Word Tokenizer for Kashmiri
A Word tokenizer for Kashmiri (ISO 639-3: kas) trained on
KS-LIT-3M, a 3.1M-word literary corpus. Released as part of the
KashTok study (Malik et al., 2026), the first systematic
linguist-verified tokenization comparison for Kashmiri.
Quick Start
from transformers import AutoTokenizer
tokenizer = AutoTokenizer.from_pretrained("Omarrran/Kashmiri_Word_Tokenizer")
text = "کٲشِر زَبان چھِیہٕ خٲص زَبان"
encoding = tokenizer(text, return_tensors="pt")
print(tokenizer.tokenize(text))
print(encoding.input_ids)
Model Details
| Property | Value |
|---|---|
| Tokenizer type | Word |
| Vocabulary size | 50,000 |
| Training corpus | KS-LIT-3M (2.47M words, 129,672 train segments) |
| Special tokens | [PAD] [UNK] [CLS] [SEP] [MASK] |
| Max sequence length | 512 |
| Pre-tokenization | NFC + KS_CHAR_MAP normalization |
Evaluation Metrics
Computed on 16,209 truly-unseen held-out test segments from KS-LIT-3M:
| Metric | Value |
|---|---|
| Composite Quality Score (CQS) | 0.5121 |
| Fertility (↓ better) | 1.0004 |
| Diacritic Preservation Score (↑) | 0.9612 |
| Morphological Boundary Alignment (↑) | N/A |
| Out-of-Vocabulary rate (↓) | 0.0573 |
| Reconstruction (char-level, ↑) | 0.4433 |
See the paper for full evaluation methodology and the linguist-verified gold morpheme reference.
Recommended Use
Primary use case: Lookup, bag-of-words baselines (NOT recommended for production)
50K vocab — whole-word matching.
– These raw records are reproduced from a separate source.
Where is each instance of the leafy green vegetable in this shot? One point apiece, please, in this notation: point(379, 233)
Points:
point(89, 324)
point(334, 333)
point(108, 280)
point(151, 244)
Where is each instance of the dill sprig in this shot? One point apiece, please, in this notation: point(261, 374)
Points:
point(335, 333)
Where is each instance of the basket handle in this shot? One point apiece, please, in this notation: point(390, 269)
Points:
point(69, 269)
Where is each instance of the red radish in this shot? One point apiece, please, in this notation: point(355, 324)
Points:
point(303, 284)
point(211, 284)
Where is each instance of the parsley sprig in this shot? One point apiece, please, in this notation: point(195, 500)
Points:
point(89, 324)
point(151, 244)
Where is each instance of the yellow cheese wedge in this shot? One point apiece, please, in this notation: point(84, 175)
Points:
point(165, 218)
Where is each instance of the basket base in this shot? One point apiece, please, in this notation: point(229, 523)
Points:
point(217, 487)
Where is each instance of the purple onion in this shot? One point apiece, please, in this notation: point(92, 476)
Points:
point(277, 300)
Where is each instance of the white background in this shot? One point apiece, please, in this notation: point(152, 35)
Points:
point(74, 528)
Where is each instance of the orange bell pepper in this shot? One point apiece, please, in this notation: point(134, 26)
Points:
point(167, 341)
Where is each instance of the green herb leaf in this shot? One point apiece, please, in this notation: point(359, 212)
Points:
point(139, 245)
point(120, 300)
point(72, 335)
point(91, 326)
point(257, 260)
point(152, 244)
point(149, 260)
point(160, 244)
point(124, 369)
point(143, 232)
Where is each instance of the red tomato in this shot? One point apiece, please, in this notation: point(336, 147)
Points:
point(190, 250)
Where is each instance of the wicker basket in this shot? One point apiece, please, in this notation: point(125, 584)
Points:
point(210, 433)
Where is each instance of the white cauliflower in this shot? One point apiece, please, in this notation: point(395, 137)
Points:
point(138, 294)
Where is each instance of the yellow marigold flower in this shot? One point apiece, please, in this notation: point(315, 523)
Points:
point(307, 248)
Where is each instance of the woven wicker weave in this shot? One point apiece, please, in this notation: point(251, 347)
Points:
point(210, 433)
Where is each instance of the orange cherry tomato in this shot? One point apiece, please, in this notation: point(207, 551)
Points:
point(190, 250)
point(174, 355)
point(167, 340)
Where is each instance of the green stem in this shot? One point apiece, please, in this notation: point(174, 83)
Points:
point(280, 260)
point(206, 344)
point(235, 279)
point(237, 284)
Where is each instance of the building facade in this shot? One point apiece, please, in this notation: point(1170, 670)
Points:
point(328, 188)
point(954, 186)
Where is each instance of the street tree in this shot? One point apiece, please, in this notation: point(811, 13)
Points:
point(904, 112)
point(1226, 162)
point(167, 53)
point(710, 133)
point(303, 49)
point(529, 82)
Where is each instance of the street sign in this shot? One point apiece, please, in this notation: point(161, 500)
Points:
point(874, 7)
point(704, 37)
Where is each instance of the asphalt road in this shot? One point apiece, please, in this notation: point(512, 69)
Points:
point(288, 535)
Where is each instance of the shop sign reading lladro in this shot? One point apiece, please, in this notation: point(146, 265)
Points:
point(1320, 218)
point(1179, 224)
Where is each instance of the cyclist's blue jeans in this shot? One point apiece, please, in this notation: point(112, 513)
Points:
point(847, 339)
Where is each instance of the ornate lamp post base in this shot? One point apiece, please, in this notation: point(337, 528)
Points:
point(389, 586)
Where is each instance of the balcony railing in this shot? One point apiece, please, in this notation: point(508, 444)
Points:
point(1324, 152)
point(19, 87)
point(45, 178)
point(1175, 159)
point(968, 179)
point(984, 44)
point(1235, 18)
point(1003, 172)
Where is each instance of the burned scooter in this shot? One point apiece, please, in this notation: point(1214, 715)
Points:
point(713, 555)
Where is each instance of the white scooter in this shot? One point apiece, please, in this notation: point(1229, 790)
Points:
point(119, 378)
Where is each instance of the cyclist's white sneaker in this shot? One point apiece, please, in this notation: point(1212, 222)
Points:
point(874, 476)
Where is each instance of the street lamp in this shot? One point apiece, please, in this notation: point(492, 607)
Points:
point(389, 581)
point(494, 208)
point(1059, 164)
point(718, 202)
WARNING: 5.73% test OOV.
Companion Repositories
The other four KashTok tokenizers are also available for direct comparison:
- Kashmiri_Char_Tokenizer
- Kashmiri_Word_Tokenizer
- Kashmiri_WordPiece_Tokenizer
- Kashmiri_BPE_Tokenizer
- Kashmiri_Unigram_Tokenizer
Citation
@article{malik2026kashtok,
title = {KashTok: Tokenizing Kashmiri at Scale with Novel
Diacritic- and Morphology-Aware Metrics},
author = {Malik, Haq Nawaz and Nissar, Nahfid and others},
year = {2026}
}
Linguistic Verification
Every Kashmiri character, diacritic, and morpheme split used in the evaluation of this tokenizer was confirmed by a native-Kashmiri-speaker linguistic review (40 consonants, 7 vowels, 11 diacritics, 26 gold morpheme splits).